Domingos Álvares's Atlantic Trajectory. From the late 1720s to the 1740s, Domingos traveled throughout the Atlantic world, distinguishing himself at each of his stops. Image from Sweet, Domingos Álvares, 3.
Nossa Senhora da Gloria. Near this Baroque-style Catholic church, Domingos healed his followers and practiced voudun. Image from Sweet, Domingos Álvares, 110.
Through his healing practices, Domingos Álvares exploited the connections between religion and politics that surrounded his early modern Atlantic world. Domingos’ healing and religious practices were deeply interconnected, forming a stark contrast with Western medicine and religion. At the same time, there were many medicinal qualities to how Domingos healed, and many Catholics who turned to him found the psychological aspects of ritual powerful. The fact that Domingos Álvares was able to gain a following of both men and women who were black and white Brazilians – and Portuguese – shows that there was some level of agency available to Africans in the Atlantic world. By practicing his spiritual beliefs, he gained power and economic success and survived two Inquisition trials. Together, his experiences reveal how he contested European imperialism at its core, challenging its political and economic ideals, its family structure, its religion, and its medicine based on particular European scientific practices.

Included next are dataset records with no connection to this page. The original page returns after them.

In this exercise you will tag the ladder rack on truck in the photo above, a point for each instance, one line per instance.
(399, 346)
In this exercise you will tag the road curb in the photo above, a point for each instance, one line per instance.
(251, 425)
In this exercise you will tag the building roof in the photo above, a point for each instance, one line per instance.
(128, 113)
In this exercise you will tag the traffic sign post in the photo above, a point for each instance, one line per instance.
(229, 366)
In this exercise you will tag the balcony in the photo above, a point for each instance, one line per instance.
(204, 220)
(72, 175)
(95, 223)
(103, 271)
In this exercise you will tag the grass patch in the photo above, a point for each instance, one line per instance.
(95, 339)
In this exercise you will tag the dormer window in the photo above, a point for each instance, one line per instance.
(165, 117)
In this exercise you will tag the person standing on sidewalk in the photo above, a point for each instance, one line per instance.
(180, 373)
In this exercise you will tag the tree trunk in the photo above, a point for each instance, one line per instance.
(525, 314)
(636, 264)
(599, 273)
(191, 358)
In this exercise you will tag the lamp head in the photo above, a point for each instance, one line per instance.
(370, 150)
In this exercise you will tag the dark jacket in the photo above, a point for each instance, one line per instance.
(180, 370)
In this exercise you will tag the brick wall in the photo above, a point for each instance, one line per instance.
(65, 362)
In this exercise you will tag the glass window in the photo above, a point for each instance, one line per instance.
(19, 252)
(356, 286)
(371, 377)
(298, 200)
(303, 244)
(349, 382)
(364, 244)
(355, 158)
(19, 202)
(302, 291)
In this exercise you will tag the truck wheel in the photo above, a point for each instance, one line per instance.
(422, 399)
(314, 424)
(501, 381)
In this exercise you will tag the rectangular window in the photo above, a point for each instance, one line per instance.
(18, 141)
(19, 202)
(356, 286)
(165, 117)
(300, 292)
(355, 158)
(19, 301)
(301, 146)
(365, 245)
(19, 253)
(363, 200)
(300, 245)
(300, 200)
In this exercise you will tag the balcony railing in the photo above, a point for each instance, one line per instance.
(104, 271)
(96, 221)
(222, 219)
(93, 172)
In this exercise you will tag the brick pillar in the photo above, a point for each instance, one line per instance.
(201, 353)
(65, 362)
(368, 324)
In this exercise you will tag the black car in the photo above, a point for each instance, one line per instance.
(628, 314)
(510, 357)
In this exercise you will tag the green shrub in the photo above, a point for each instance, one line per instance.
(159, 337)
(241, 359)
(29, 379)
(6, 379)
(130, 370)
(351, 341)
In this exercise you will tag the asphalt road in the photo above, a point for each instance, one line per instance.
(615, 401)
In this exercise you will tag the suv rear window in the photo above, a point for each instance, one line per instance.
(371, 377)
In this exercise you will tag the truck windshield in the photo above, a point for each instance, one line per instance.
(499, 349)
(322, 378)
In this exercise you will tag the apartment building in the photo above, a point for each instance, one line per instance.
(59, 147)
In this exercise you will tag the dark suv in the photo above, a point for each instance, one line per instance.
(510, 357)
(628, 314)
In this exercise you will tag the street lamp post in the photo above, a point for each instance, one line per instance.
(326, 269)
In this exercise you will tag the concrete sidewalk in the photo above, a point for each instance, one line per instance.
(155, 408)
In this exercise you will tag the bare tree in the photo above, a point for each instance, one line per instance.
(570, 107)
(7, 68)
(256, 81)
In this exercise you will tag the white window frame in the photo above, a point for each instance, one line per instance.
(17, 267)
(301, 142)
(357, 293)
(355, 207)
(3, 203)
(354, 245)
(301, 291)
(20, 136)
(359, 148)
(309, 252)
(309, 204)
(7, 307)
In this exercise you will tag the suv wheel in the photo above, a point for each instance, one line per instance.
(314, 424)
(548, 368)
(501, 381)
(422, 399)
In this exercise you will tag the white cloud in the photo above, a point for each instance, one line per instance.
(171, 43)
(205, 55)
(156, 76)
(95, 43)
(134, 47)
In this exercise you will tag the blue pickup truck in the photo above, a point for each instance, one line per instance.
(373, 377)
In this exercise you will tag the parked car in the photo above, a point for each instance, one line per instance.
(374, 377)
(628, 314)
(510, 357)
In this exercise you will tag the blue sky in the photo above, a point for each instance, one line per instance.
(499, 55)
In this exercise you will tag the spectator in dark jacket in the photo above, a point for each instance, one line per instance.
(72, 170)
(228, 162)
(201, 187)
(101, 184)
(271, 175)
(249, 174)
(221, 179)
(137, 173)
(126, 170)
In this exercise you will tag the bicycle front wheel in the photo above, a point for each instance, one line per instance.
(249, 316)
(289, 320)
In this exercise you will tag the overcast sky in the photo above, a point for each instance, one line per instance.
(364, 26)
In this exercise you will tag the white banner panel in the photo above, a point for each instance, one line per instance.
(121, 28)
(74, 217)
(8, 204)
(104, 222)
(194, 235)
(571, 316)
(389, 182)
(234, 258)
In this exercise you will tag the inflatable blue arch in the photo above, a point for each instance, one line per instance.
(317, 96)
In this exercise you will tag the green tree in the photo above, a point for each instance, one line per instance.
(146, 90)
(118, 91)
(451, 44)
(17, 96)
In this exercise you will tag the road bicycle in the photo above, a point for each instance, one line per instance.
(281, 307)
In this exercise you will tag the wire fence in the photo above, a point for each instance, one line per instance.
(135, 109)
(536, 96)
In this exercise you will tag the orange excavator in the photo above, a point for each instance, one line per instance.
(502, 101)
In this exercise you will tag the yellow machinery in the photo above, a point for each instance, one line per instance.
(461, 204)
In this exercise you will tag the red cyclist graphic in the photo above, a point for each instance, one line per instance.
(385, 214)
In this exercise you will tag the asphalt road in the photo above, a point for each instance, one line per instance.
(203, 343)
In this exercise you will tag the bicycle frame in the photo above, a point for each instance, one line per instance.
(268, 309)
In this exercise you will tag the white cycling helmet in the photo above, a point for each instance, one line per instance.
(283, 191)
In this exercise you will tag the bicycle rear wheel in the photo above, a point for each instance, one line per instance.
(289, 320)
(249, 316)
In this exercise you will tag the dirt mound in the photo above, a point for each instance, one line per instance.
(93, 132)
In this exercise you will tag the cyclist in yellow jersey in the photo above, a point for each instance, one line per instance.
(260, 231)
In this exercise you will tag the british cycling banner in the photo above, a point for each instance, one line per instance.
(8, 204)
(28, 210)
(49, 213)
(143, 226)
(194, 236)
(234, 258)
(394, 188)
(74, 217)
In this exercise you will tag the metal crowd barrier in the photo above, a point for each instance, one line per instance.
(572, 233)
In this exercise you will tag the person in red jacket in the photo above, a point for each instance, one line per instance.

Procession of the Auto da Fé through Lisbon: As a prisoner in 1744, Domingos marched in this procession to hear his sentencing by the Portuguese Inquisition. Image from Sweet, Domingos Álvares, 180.
Ultimately, Domingos Álvares’ life is an exceptionally revelatory case in the realm of Black Atlantic history, a way of approaching the history of the Atlantic world through a particularly Africa-centered perspective. His experiences show how much African politics, economics, and beliefs influenced and shaped the Atlantic world, to the point where the history of Brazil itself became part of the history of Africa. During his life, Domingos had to mask his beliefs, and especially in Portugal, had to mask them as Catholic practices. Still, throughout his journey, he never denied his African origins or tried to truly blend religious practices, revealing how his African identity persisted through decades of enslavement and imprisonment.